Glancing inland, he saw bulging from a hollow which hid it from the view of both armies something huge, gray, soft, and almost round. A stranded whale?

But much closer to them, at most a hundred meters distant, at the rear of the blue camp, a man was sitting quietly writing at a wooden table. He wore a blue cocked hat with a white cockade, a peculiar frock coat in white and sky blue with gold braid and epaulettes, and from his belt the scabbard of a large saber hung down to touch the ground.

Corson climbed over the hilltop and led the way toward this extraordinary scribe. When they were only a few paces from him, the latter turned his head and said without displaying either surprise or alarm, “Want to join up, young fellers? We just increased our prize money, you know. I can give you a bonus of five crowns even before you put on our fine uniform.”

“I haven’t—” Corson began.

“Ah, I can tell you’re dying to serve under Good King Victor—‘Old Whiskers,’ as we call him, you know. Conditions are good and promotion comes quickly. The war will last a century or two and you can look forward to winding up as a field marshal. As for the lady, she’ll get on fine with our jolly boys and I predict she’ll make her fortune in next to no time.”

“All I’d like to know,” Corson said, “is where the nearest town is.”

“I believe Minor is the nearest,” said the man. “Directly ahead of Us, only twenty or thirty leagues away. We’re going to take it as soon as we’ve dealt with these clowns in red. I admit I’ve never been there, but there’s nothing odd about that, for the good and sufficient reason that it’s in enemy hands. Still, the trip there will be worth it. Come on, sign here—if you know how to write—so that everything is done according to the book.”

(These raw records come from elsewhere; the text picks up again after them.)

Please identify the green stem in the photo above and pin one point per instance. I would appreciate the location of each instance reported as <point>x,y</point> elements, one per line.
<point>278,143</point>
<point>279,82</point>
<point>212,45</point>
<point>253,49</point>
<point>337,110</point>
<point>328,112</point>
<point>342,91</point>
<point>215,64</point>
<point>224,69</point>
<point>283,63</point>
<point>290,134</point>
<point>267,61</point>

And he jingled some discs of yellow metal that awoke a vague memory in Corson. He guessed they must be cash—no, what was the word? Coik? Coins! On the table in front of the man, on either side of a big ledger, lay two peculiar hand weapons which he would have liked to examine more closely. But Antonella was squeezing his arm hard, and he felt her trembling.

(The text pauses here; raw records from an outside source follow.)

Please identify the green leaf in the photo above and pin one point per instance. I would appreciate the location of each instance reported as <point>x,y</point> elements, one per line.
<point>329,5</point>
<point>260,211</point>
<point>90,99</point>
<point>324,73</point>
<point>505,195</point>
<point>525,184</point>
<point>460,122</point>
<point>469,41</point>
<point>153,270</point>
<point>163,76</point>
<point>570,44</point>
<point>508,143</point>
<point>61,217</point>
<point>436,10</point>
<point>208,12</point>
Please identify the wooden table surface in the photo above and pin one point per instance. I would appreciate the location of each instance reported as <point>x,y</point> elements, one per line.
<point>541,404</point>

“What about those ships?” he demanded, pointing out to sea.

“That, my friend, has nothing to do with us. Everybody here gets on with his own war, without worrying about what his neighbors are up to. That is, until you’ve got rid of the current opposition. Then you sign up the survivors and go looking for someone else to take on. You’re on the run yourselves, aren’t you? I never saw uniforms like yours before, at any rate.”

“We don’t want to join up,” Corson said firmly. “We only want to—well, find work somewhere.”

“Then I’ll have to persuade you, my friends,” the man said. “That’s both my vocation and my avocation.”